Sembra impossibile, oggi, in una situazione generale in cui l’interesse per il potere ed il denaro prevale sulle ragioni del diritto e della giustizia, potersi identificare con il pensiero e l’azione di questi ragazzi della metà dell’800 ….; sembrano distanti da noi anni luce; eppure i fratelli Cairoli non sono  lontani nemmeno fisicamente dai nostri tempi: avrebbero potuto  essere….  padri dei nostri nonni !In realtà, allora come oggi, l’ etica responsabile dei fratelli Cairoli si scontrava sul campo con l’etica dell’irresponsabilità , figlia unica dell’obbedienza acritica che era, ed è, caratteristica dominante di gran parte del popolo italiano.

L’obbedienza acritica ha radici profonde; essa, come dicono Saverio Lodato e Roberto Scarpinato ne “Il ritorno del Principe”, non si legge sui banchi di scuola, ma si succhia con il latte fin dai primi giorni di vita; essa costituisce la vera “ legge della terra” del nostro popolo. La cultura dell’obbedienza parte dal medio-evo fino ad arrivare, pressoché invariata, ad oggi. Le cause le ritroviamo nell’imposizione forzata, rivestita di sacralità, e dunque temuta, dei dogmi religiosi creati ad arte dal potere temporale della Chiesa, nella versione cattolica controriformista, antirisorgimentale e antiliberale; le ritroviamo nel machiavellismo, nel familismo amorale, ovvero della famiglia intesa come unica vera sede della morale, la cui massima degenerazione è la famiglia mafiosa. La famiglia mafiosa vive solo per soddisfare esclusivamente e con tutti i mezzi, leciti o illeciti, i bisogni dei suoi componenti; famiglia “chiusa” in sé stessa, in cui si annida il germe dell’egoismo e dell’obbedienza acritica. Altra cosa è la famiglia “aperta” verso gli altri, del tipo di quella dei Cairoli, in cui prevale su tutto l’etica della responsabilità, individuale e collettiva. A questo proposito vorrei citare ciò che Giuseppe Mazzini dice, rivolgendosi alla madre dei Fratelli Cairoli, nella lettera che scrisse il 14 ottobre del 1869 

“Ma a Voi (Adelaide Cairoli) non importa né ad essi (Enrico e Giovanni Cairoli) importava di fama. Voi non adorate, essi non adoravano che il fine, quel santo ideale d’una Italia redenta, pura di ogni macchia di servitù e di ogni sozzurra d’egoismo e di corruzione, e iniziatrice di forti e grandi pensieri da Roma, che ispirò, attraverso una tradizione di secoli, le nostre migliori anime alla battaglia e al martirio. E però vi dico: sorridete nel pianto, i vostri hanno, morendo, vinto; hanno affrettato d’assai il momento in cui quell’ideale diverrà fatto sulla nostra terra. Stanco dagli anni, dalle infermità e da altro, io ho sentito, all’annunzio della morte del nostro Giovanni, e delle ultime parole ch’ei proferiva, riardere dentro la fiamma dé miei anni giovanili e riconfermarsi in me il proposito della vita. Migliaia di nostri, non ne dubitate, hanno sentito lo stesso”.
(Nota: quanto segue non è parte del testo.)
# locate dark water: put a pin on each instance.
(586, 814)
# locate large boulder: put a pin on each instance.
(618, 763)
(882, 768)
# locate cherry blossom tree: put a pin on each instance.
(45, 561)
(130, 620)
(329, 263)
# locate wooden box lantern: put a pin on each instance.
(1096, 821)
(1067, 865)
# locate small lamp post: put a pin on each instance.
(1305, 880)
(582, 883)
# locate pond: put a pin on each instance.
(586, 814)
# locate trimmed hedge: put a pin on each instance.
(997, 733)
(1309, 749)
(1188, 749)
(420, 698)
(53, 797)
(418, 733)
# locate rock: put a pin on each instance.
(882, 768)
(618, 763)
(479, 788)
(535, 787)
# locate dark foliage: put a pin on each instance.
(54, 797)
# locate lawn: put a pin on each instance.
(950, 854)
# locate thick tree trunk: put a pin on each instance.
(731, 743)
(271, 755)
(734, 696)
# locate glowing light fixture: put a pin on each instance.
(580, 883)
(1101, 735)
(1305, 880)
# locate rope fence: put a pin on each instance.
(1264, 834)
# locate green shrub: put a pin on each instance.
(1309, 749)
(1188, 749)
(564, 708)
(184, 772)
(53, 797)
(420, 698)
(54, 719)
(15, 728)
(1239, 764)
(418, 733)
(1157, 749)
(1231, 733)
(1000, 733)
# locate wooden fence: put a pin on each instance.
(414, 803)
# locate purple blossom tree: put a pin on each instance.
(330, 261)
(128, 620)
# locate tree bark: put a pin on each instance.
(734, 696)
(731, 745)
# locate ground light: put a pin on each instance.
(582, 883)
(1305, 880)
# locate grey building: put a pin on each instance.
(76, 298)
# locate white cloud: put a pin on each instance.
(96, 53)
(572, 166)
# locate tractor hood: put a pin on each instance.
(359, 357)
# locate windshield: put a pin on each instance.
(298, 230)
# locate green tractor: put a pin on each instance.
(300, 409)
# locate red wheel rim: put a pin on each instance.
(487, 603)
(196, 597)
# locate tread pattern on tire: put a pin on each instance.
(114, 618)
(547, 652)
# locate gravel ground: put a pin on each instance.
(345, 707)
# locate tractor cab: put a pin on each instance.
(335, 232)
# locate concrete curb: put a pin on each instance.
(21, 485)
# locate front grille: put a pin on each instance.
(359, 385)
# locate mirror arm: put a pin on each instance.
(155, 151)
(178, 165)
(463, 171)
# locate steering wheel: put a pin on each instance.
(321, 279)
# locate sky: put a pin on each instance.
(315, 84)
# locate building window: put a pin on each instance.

E conclude la lettera rilanciando, in un moto di speranza:

“Una intera famiglia non vive, non muore come la vostra senza che tutta una generazione si ritempri in essa, e muova innanzi d’un passo.”

Esiste però un filo che lega alcune figure dei nostri tempi alle idee di questi giovani del passato: sono tutti coloro che ancora remano disperatamente contro-corrente, continuando a credere nei valori della giustizia e del bene comune; inutile fare nomi…sono cronache di tutti i giorni; pensiamo soltanto agli uomini ed alle donne che si sono battuti e si stanno battendo contro le mafie di ogni ordine e grado; gente comune che rischia in prima persona e paga spesso con la vita.

Occorre dunque essere attenti, saper leggere il presente e le esperienze del passato, facendo confluire il tutto nel filtro della coscienza  per alimentare, appunto, la nostra responsabilità individuale.

Solo quindi riaffermando e riproponendo gl’ideali di chi ha cercato di spostare la nostra cultura verso quella della “modernità” (purtroppo non ancora realizzata in Italia), e seguendo l’esempio dei resistenti di oggi possiamo, noi tutti, ancora sperare in una stagione nuova di libertà e giustizia.